On the subject of cultural relativism, considering that acts like FGM have been prohibited in the UK since 1985, Anthropologist Fadwa El Guindi compares FGM to ‘breast enhancement, in which the maternal function of the breast becomes secondary to men’s sexual pleasure’. Surgeon Ronán Conroy added that cosmetic genital procedures were in fact ‘driving the advance of female genital mutilation’ by encouraging women to see natural variations as defects’. Due to the commodification of women’s bodies and a neo-liberal culture that markets the aesthetic, the amount of work you can get done these days (breast implants, tummy tucks, botox, facelifts, etc.) shows how the agency of women is still being suppressed.

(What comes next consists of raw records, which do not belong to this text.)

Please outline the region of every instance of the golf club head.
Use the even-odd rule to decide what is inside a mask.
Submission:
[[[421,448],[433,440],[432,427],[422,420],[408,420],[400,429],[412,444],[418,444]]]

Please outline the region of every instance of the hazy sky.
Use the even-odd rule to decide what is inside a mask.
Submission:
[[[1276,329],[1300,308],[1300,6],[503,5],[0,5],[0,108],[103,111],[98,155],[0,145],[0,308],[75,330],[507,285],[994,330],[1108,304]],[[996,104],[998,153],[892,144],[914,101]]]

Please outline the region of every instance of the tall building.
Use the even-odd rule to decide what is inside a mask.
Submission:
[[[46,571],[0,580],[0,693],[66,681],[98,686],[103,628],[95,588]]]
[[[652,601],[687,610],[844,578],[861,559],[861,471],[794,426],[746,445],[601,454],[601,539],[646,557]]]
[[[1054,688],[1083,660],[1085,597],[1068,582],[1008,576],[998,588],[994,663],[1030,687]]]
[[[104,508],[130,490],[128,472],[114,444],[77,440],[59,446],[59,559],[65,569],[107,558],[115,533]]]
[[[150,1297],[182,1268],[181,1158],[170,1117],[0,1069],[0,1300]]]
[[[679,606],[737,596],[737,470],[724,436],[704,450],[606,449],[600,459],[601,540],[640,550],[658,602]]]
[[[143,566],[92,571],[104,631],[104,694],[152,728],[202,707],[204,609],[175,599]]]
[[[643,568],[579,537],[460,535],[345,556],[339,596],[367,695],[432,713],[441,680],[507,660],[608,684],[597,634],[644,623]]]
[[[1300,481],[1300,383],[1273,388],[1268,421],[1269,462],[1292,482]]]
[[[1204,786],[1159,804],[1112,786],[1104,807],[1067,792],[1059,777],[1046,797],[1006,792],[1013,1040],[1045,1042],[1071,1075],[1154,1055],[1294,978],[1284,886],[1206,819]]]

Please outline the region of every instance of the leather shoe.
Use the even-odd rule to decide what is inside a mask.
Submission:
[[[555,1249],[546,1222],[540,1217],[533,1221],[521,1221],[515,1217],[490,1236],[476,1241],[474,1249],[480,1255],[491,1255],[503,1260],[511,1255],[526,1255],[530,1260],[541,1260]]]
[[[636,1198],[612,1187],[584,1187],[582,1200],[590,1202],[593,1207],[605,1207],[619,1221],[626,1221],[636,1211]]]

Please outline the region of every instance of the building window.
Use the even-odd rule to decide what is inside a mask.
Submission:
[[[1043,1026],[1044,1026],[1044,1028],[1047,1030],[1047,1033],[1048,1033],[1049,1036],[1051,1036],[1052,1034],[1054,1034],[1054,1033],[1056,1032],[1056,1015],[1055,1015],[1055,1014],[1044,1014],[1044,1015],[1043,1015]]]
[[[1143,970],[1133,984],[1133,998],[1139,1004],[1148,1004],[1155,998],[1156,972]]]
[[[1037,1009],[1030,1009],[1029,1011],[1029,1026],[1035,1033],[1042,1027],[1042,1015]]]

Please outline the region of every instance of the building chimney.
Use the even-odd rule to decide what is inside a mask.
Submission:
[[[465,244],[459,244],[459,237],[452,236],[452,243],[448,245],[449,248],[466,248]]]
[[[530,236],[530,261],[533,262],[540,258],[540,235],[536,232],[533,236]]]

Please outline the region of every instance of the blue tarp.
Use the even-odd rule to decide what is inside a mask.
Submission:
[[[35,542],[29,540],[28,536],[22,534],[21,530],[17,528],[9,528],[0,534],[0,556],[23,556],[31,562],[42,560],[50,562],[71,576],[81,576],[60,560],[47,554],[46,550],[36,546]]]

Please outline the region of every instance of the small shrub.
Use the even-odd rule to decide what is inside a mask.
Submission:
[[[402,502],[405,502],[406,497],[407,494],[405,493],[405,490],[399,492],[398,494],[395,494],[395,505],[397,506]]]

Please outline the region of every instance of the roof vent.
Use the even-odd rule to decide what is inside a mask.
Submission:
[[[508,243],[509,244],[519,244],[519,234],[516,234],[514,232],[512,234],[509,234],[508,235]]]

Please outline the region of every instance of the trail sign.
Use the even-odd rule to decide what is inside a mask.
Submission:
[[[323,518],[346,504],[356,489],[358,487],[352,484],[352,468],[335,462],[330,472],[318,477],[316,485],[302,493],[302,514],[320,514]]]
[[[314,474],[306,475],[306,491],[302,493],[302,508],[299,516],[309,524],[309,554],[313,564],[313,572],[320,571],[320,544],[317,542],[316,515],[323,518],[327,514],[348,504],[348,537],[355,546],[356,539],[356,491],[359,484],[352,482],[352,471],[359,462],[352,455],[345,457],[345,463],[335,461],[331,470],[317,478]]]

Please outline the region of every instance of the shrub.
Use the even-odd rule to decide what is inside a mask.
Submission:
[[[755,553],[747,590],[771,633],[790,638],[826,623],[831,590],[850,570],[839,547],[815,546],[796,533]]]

Put second to the desires of men, women’s bodies are suffering similar mutilation in our own backyards. It’s argued that some girls make a ‘conscious decision’ to undergo the circumcision process. But, in the scheme of things, how informed is this decision?
Sarah W. Rodriguez, ‘Rethinking the History of Female Circumcision and Clitoridectomy: American Medicine and Female Sexuality in the Late Nineteenth Century’, Journal of the History of Medicine and Allied Sciences. 63(3), July 2008, pp. 323–347.
Ronán M. Conroy, ‘Female genital mutilation: whose problem, whose solution?’, British Medical Journal, 333(7559), 15 July 2006.
Nancy Ehrenreich, Mark Barr, ‘Intersex Surgery, Female Genital Cutting, and the Selective Condemnation of “Cultural Practices” ‘, Harvard Civil Rights-Civil Liberties Law Review, 40(1), 2005 (pp. 71–140), pp. 74–75.